While I’m happy to get the extra referral, I’m convinced that my blog post is extremely irrelevant considering the context of the search query. Semantically speaking, the phrase “social media agency Seattle” is communicating a fairly clear intent to find an agency that specializes in social media and is based in Seattle (especially if the search query in question originates from the city of Seattle). I would think that even a very basic form of LSI would account for this and ensure that a blog post that simply makes mention of the word “Seattle” but does not tie that keyword to concept of social media agency services in any way would not show up anywhere near the first place of results. Sure, the words “social media” and “agency” are included in the post, but at no point is there any semantic inference to the concept of a “social media agency” in this post, much less a social media agency in Seattle.

Furthermore, knowing what I know about the inbound links and anchor text – namely references to “Seattle” and “Social Media” – that this particular blog post received, I’m convinced that the only reason my blog post is showing up for this post is mainly a function of anchor text saturation as opposed to any semantic logic.

In layman’s terms, my blog post has nothing to do with social media agencies in Seattle, so why in the heck is it ranking well for this phrase?

The answer, in my mind, is simple.
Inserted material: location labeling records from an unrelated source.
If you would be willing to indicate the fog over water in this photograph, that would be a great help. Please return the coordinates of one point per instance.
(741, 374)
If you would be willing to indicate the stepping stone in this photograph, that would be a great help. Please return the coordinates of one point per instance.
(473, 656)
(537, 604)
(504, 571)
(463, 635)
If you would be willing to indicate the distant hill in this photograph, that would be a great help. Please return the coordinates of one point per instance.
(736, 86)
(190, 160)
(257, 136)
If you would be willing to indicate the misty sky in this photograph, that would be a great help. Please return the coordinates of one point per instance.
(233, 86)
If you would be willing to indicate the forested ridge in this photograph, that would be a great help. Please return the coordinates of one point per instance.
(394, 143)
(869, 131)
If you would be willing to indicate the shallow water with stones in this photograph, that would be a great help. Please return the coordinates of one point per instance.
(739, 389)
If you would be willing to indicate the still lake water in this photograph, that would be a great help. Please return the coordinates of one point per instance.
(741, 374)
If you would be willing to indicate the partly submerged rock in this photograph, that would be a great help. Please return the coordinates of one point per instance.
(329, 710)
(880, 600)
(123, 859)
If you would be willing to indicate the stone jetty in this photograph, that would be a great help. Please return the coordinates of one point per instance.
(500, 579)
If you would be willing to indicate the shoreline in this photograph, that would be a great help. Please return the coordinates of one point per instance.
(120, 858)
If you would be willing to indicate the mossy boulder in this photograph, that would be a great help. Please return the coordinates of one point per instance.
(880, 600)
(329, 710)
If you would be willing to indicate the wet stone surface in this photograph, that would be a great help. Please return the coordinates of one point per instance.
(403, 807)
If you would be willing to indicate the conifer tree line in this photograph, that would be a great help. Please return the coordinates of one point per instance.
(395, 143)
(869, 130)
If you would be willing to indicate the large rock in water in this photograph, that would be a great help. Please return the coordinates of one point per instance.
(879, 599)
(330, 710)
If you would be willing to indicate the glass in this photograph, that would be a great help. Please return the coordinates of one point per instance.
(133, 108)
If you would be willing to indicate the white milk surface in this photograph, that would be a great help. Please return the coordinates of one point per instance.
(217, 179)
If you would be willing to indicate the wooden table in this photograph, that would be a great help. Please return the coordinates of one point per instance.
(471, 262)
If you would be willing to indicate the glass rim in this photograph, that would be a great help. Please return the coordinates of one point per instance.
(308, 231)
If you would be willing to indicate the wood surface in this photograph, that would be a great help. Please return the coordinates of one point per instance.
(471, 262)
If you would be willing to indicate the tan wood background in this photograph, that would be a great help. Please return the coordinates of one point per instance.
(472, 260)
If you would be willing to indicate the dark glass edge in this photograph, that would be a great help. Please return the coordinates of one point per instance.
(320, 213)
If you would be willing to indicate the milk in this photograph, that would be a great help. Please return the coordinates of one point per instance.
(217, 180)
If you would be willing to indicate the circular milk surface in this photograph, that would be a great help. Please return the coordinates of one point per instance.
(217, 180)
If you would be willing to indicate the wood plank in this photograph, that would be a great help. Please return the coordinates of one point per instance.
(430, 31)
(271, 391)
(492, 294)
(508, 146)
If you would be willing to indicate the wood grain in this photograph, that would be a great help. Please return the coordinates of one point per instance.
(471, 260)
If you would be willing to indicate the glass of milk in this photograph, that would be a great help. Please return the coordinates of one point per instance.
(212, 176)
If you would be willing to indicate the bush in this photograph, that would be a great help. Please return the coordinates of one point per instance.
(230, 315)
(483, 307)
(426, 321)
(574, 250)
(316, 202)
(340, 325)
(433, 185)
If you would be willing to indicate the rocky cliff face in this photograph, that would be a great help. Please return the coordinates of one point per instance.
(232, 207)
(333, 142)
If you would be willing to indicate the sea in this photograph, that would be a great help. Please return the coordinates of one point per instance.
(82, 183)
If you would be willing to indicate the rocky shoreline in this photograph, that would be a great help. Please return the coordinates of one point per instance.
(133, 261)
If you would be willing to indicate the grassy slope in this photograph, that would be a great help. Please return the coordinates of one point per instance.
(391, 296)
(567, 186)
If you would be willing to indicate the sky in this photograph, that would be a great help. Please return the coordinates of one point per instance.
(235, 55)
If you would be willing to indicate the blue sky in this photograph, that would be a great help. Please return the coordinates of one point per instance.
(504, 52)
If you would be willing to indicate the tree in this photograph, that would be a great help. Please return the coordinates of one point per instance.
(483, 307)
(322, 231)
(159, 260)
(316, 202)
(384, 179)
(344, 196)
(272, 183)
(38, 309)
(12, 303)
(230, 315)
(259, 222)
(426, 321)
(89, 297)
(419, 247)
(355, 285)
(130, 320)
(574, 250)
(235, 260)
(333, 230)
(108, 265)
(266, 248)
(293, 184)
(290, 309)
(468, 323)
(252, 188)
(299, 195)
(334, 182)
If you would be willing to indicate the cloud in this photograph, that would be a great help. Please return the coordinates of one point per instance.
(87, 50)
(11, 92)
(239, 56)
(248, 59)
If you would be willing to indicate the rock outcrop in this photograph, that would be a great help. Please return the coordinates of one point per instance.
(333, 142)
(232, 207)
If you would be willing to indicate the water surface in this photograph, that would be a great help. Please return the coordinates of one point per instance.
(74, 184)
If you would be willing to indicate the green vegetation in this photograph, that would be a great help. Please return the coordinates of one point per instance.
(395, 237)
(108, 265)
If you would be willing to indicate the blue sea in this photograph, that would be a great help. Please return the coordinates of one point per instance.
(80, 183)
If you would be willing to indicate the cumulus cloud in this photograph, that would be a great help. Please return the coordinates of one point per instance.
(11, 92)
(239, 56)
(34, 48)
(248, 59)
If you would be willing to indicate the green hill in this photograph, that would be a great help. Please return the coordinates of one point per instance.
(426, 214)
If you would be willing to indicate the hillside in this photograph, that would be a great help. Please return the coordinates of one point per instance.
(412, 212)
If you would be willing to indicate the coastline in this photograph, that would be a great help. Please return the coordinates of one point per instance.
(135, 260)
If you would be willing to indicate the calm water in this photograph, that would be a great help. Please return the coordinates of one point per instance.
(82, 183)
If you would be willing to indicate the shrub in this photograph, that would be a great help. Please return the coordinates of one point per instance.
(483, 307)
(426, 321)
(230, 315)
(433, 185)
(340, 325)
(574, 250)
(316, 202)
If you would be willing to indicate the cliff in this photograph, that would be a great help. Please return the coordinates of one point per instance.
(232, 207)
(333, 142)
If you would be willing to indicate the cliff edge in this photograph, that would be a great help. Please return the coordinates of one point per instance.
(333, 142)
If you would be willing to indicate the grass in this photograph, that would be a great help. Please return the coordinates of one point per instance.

It’s because LSI has little or no role in Google’s current search algorithm(s) while inbound links and anchor text account for the lion’s share of ranking influence.

P.S. This is by no means a scientifically sound evaluation. I have not properly used the scientific method (isolating variables, etc) and I have not tried to replicate the results. This is purely an anecdotal treatment (albeit a fairly strong one in my opinion.

Also, I would love to get feedback on my conclusions from information retrieval pros. Perhaps I’m misunderstanding the meaning of LSI. If so, please let me know. The last thing I want to do is spread misinformation.